I got my lathe about 1.5-2 weeks ago and this is one of my first pens. It's myrtle wood my parents got in a recent trip of theirs to Oregon. It was a 4x4 block so I couldn't match the grain pattern. I did a funline kit since that is all I have! I would like to do some of the nicer kits but I figure I need to wait awhile since I am discovering this hobby is about as expensive as it is addicting. I don't plan in selling my pens but plan to use them as gifts. It's finished with friction finish as it was cheap...I know...quality costs money. I plan on giving this to my parents as a memento from there trip. Please let me know what I could do better an if anyone knows of other kits that are good for a beginner please let me know. I was a little shy about posting the pic after seeing some of the amazing work on here but figured it might make me better!

Reactions: Like 7


----------



## Schroedc (Jul 9, 2014)

Looks good from here. Great start! Single tubes like the bolt actions and mesa style pens are a good way to show timber without needing longer blanks.

Reactions: Thank You! 1 | Agree 3


----------



## fredito (Jul 9, 2014)

Thanks for the compliments. That is good to know. Only having a small block of this stuff to work with I was pretty nervous. They need to go on vacation there again so I can get more. I'm trying to talk them into going east so I can get black maple and other neat stuff but for some reason planning vacations around buying wood doesn't work for them....makes no sense to me!

Reactions: Funny 5


----------



## manbuckwal (Jul 9, 2014)

Great job on a first pen !

Reactions: Thank You! 1


----------



## Karl_99 (Jul 9, 2014)

Nice job on your first pen! You should save one of your early pens and look at it again after 6 months or a year to see how you improve. The changes will amaze you. Maybe your parents should go to Hawaii so they can get you some Koa or Sugi...

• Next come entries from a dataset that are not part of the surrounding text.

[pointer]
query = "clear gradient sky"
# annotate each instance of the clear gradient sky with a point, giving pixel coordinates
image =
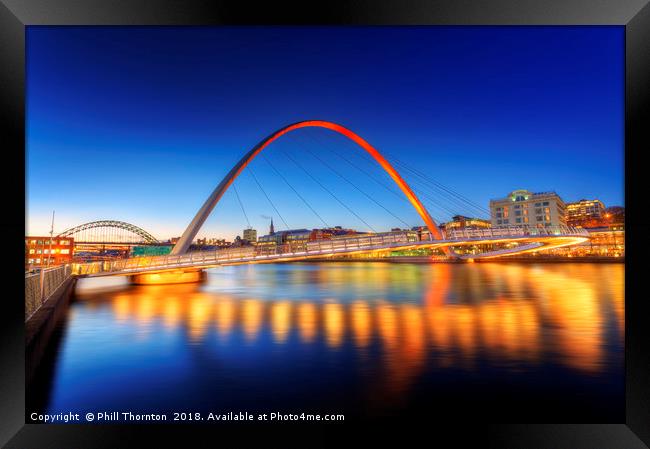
(140, 124)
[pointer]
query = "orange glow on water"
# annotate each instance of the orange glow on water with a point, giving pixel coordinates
(307, 321)
(516, 315)
(281, 320)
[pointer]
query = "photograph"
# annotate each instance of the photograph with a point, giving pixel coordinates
(321, 223)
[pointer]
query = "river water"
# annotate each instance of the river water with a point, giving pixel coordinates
(501, 342)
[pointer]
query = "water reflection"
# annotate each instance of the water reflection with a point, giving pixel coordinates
(390, 324)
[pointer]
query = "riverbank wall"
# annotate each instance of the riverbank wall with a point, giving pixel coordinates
(41, 325)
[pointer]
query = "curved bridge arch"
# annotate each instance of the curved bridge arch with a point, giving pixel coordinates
(193, 228)
(110, 224)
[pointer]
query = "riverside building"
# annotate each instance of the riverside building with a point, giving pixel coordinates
(525, 208)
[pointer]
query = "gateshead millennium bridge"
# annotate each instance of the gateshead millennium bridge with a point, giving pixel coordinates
(183, 266)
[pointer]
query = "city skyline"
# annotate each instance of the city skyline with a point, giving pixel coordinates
(141, 124)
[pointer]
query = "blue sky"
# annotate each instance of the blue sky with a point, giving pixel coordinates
(140, 124)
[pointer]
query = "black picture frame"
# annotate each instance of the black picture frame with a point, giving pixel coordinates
(15, 15)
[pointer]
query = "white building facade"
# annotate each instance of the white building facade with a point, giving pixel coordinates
(525, 208)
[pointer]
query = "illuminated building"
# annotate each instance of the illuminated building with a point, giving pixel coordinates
(582, 211)
(524, 208)
(250, 234)
(38, 250)
(604, 241)
(462, 222)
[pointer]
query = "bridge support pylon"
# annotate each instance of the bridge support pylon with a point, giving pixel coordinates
(168, 277)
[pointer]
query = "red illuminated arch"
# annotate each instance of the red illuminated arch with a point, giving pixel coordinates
(193, 228)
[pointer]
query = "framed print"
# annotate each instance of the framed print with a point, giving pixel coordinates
(369, 216)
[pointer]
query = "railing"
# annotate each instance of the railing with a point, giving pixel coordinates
(310, 248)
(515, 231)
(40, 286)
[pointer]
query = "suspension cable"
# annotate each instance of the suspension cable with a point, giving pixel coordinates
(440, 186)
(330, 192)
(267, 197)
(294, 190)
(459, 199)
(399, 195)
(241, 205)
(357, 188)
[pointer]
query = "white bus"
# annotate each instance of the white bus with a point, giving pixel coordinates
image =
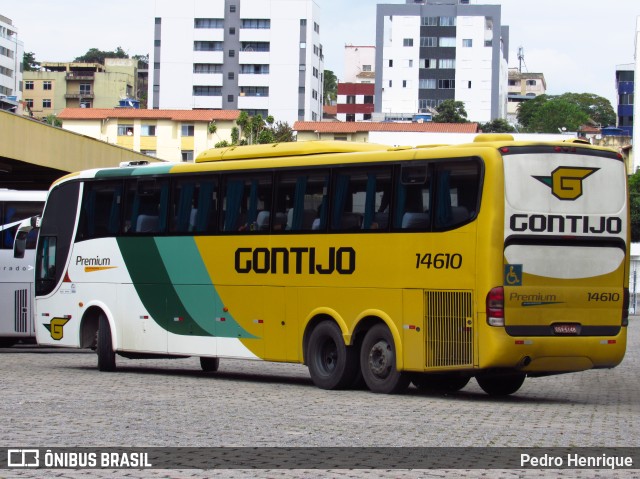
(16, 271)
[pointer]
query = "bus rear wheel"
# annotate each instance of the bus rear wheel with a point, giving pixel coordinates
(440, 382)
(500, 384)
(332, 364)
(106, 354)
(378, 362)
(209, 365)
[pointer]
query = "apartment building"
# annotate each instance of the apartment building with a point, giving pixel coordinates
(428, 51)
(522, 87)
(57, 86)
(171, 135)
(259, 56)
(11, 53)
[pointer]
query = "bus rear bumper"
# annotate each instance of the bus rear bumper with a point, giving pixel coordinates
(554, 354)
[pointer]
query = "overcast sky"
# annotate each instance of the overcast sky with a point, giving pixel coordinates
(577, 44)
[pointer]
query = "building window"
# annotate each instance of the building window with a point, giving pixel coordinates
(429, 21)
(256, 23)
(447, 63)
(428, 41)
(428, 63)
(207, 90)
(187, 155)
(207, 68)
(446, 84)
(447, 21)
(208, 22)
(148, 130)
(254, 91)
(427, 84)
(447, 41)
(203, 46)
(125, 130)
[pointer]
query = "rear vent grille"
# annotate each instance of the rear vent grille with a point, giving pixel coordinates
(21, 311)
(449, 332)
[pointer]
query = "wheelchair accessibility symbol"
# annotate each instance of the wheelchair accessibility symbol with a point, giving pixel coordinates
(512, 275)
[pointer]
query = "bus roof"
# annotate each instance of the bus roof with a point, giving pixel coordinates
(277, 150)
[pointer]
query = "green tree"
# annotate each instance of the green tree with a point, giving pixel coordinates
(29, 63)
(598, 108)
(558, 115)
(634, 205)
(499, 125)
(451, 111)
(94, 55)
(330, 87)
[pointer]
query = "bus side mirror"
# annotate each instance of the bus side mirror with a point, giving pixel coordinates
(20, 243)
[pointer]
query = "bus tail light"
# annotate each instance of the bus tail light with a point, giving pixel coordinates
(495, 306)
(625, 308)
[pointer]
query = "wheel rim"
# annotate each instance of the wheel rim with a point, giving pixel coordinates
(328, 357)
(380, 359)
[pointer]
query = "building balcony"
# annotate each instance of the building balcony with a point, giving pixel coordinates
(80, 76)
(84, 96)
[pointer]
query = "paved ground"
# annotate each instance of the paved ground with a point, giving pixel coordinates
(56, 398)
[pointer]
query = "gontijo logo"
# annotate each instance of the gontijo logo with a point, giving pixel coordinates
(566, 182)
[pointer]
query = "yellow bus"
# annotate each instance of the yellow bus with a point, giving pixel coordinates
(372, 265)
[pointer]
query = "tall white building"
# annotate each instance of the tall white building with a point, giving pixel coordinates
(428, 51)
(11, 52)
(259, 56)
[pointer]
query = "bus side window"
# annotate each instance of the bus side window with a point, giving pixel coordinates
(412, 205)
(301, 201)
(361, 199)
(456, 196)
(194, 207)
(146, 206)
(245, 196)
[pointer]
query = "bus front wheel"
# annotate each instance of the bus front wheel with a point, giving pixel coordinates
(378, 362)
(209, 365)
(332, 364)
(500, 384)
(106, 354)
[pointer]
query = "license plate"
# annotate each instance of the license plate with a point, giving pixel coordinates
(566, 328)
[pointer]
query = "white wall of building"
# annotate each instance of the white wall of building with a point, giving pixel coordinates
(400, 81)
(355, 60)
(11, 59)
(177, 56)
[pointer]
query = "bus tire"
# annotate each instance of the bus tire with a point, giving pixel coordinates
(500, 384)
(440, 382)
(332, 364)
(378, 362)
(106, 354)
(209, 365)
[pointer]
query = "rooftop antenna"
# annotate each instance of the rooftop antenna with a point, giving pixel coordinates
(520, 58)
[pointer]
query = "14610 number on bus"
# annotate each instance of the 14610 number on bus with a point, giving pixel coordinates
(439, 260)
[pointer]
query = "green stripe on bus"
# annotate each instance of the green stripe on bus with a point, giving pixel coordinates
(172, 283)
(135, 171)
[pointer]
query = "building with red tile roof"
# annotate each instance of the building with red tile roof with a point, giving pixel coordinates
(172, 135)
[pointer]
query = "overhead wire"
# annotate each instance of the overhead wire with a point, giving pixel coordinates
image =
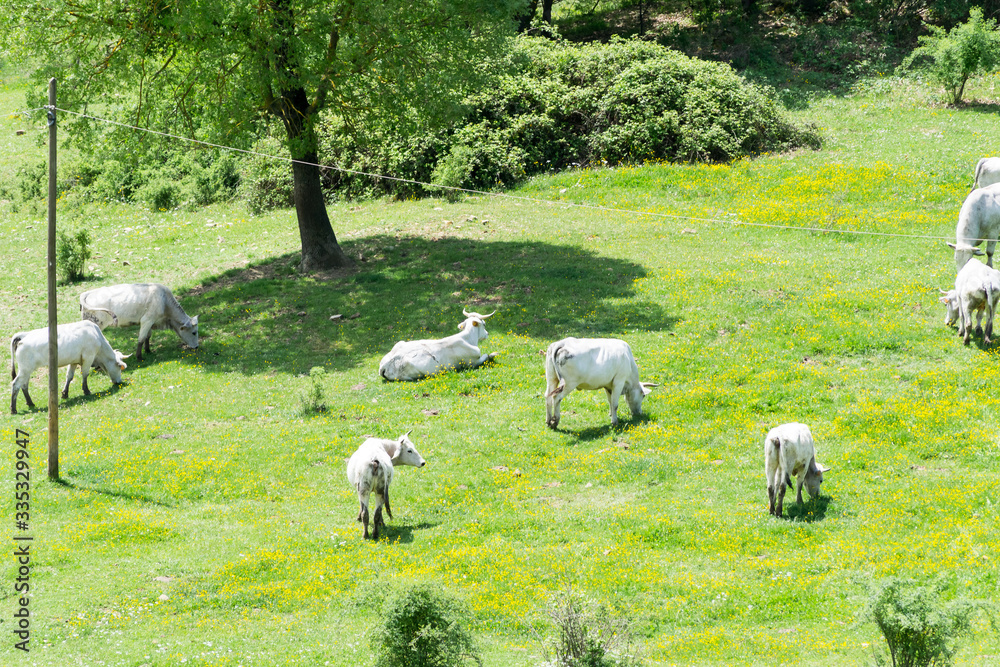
(497, 195)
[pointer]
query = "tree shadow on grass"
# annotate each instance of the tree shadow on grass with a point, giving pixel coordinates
(135, 497)
(403, 534)
(813, 509)
(599, 432)
(267, 318)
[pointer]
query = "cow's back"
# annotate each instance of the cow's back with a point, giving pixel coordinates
(979, 217)
(130, 303)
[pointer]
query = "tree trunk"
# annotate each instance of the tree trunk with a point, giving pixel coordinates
(320, 249)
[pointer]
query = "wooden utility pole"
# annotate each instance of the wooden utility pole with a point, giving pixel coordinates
(53, 320)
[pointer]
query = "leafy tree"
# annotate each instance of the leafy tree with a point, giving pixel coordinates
(214, 69)
(952, 56)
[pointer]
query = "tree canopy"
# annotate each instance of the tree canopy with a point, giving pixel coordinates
(215, 69)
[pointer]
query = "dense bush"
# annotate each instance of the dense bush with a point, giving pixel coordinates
(920, 629)
(72, 253)
(562, 105)
(587, 635)
(160, 173)
(951, 57)
(422, 628)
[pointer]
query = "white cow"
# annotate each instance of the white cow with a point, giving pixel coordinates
(987, 172)
(151, 306)
(977, 288)
(370, 469)
(978, 221)
(79, 344)
(415, 359)
(592, 363)
(789, 451)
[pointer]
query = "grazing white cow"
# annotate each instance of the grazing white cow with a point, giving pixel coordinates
(592, 363)
(978, 221)
(977, 288)
(370, 469)
(987, 172)
(789, 451)
(151, 306)
(415, 359)
(79, 344)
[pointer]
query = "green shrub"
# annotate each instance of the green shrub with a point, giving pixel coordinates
(951, 57)
(561, 105)
(266, 182)
(315, 400)
(72, 253)
(587, 635)
(919, 628)
(421, 628)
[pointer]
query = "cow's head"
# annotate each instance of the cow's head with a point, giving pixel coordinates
(950, 299)
(634, 396)
(475, 323)
(408, 454)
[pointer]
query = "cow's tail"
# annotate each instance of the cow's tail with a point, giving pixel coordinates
(15, 343)
(552, 361)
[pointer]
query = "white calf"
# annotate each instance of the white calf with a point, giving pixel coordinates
(789, 451)
(79, 344)
(370, 471)
(977, 288)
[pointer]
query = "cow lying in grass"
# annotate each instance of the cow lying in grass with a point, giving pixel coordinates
(415, 359)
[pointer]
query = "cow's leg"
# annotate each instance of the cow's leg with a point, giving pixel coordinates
(378, 523)
(482, 360)
(552, 402)
(69, 378)
(145, 331)
(781, 497)
(613, 395)
(966, 331)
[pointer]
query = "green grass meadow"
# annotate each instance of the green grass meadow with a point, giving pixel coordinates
(203, 517)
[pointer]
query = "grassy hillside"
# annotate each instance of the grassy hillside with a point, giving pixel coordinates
(204, 517)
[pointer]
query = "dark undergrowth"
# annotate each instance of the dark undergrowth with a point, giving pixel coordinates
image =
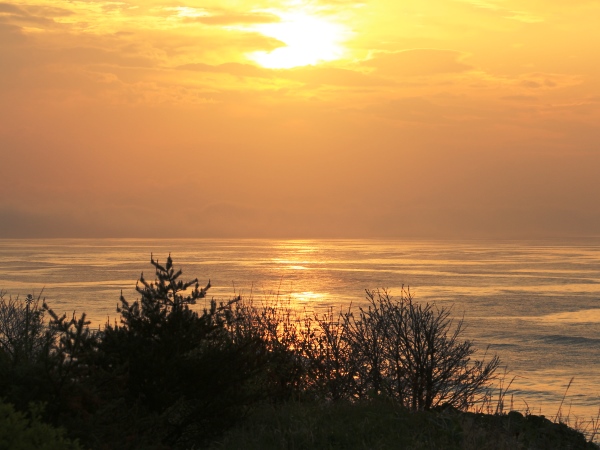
(236, 375)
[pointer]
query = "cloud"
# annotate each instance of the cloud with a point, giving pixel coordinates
(234, 19)
(31, 14)
(418, 62)
(236, 69)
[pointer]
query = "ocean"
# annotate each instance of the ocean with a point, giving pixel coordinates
(536, 304)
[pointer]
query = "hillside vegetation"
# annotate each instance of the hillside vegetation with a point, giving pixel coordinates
(394, 374)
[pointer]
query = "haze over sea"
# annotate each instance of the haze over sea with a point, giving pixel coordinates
(536, 304)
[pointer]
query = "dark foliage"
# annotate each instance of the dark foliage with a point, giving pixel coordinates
(173, 374)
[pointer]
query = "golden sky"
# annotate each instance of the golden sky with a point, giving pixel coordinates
(382, 118)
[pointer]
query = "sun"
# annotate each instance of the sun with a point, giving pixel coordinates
(308, 39)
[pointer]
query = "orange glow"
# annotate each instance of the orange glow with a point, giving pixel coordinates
(308, 40)
(300, 118)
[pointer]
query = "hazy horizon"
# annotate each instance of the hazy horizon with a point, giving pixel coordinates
(299, 119)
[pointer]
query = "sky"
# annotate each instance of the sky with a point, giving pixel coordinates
(300, 119)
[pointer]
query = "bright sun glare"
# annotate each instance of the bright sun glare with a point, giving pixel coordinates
(308, 39)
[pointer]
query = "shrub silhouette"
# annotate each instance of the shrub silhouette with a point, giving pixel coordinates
(411, 352)
(172, 375)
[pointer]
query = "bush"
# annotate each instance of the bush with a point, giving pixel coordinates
(20, 432)
(411, 352)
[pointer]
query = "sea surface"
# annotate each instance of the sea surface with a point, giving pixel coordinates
(536, 304)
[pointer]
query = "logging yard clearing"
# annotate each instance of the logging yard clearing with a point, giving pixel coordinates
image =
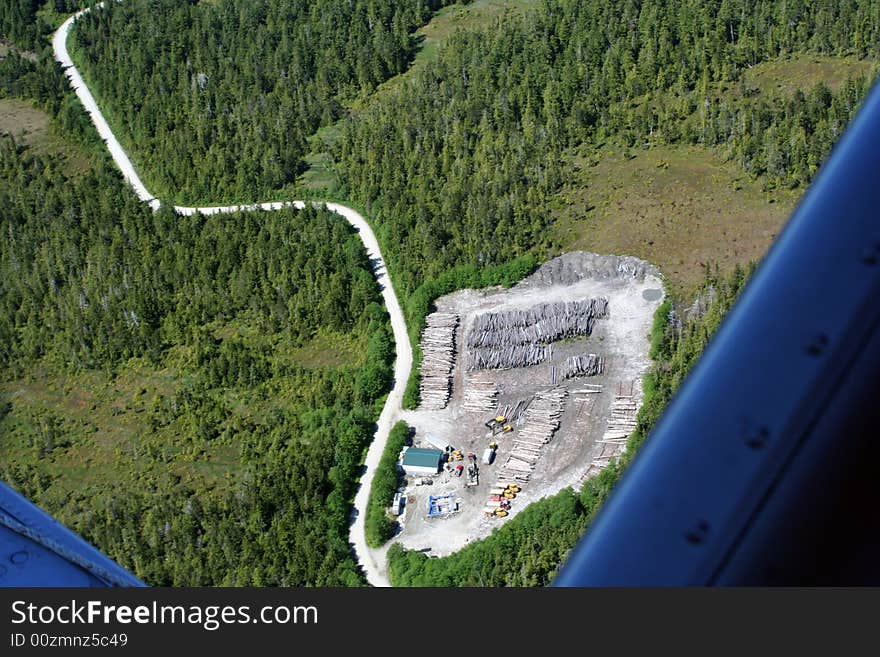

It only gets more fun ( and expensive) from here!

Reactions: Thank You! 1


----------



## fredito (Jul 10, 2014)

Thank you everyone for the comments. Karl, that is a good idea to save one to compare later, I will be sure to do that.


----------



## rdabpenman (Jul 10, 2014)

Looks great from here.
Nicely done for your first.

Les

Reactions: Thank You! 1


----------



## ripjack13 (Jul 10, 2014)

If you want, I can donate a sfrb full of goodies for you.

Reactions: Thank You! 1


----------



## fredito (Jul 10, 2014)

ripjack13 said:


> If you want, I can donate a sfrb full of goodies for you.



That would be very much appreciated as well as very kind of you. If you PM me your info I will pay for the shipping

Reactions: Like 1


----------



## Johnturner (Jul 10, 2014)

All I can say it what has already been said - Nice work.
As for other kits - I think slimlines are similar to funlines but not sure about the bushings.
As Colin said single tube kits (Wall St., Bolt action, Gatsby's) are good to show good wood and there is no grain match.
Please don't be nervous about showing your stuff.
(That's easy for me to say but I am still nervous)
I'm sure you will have fun with Marc's box of goodies. The people on this forum are generous to a fault!!
Happy Turning!
PS where are you getting your kits? Maybe we can point you to other on-line sellers.

Reactions: Thank You! 1


----------



## fredito (Jul 10, 2014)

John, thank you for the kind words. As far as I'm aware the funline are a less expensive version on the slimline. I have been getting my kits from psi. I see lots of other places are recommend, but any direction I can be pointed in is appreciated.

Reactions: Agree 1


----------



## Johnturner (Jul 10, 2014)

I am sure that there are many that I don't know, but I believe that Woodturningz sells a lot of the PSI stuff at slightly lower costs.
Also You Tube has a lot of tutorials for turning pens.
Also check out Penturners.org the home page for the International Assoc of Pen Turners - there are no requirements to join and there is a wealth of info there.

Reactions: Like 1


----------



## ripjack13 (Jul 19, 2014)

Ok...I finally got around to the PO and shipped out a sfrb full of goodies.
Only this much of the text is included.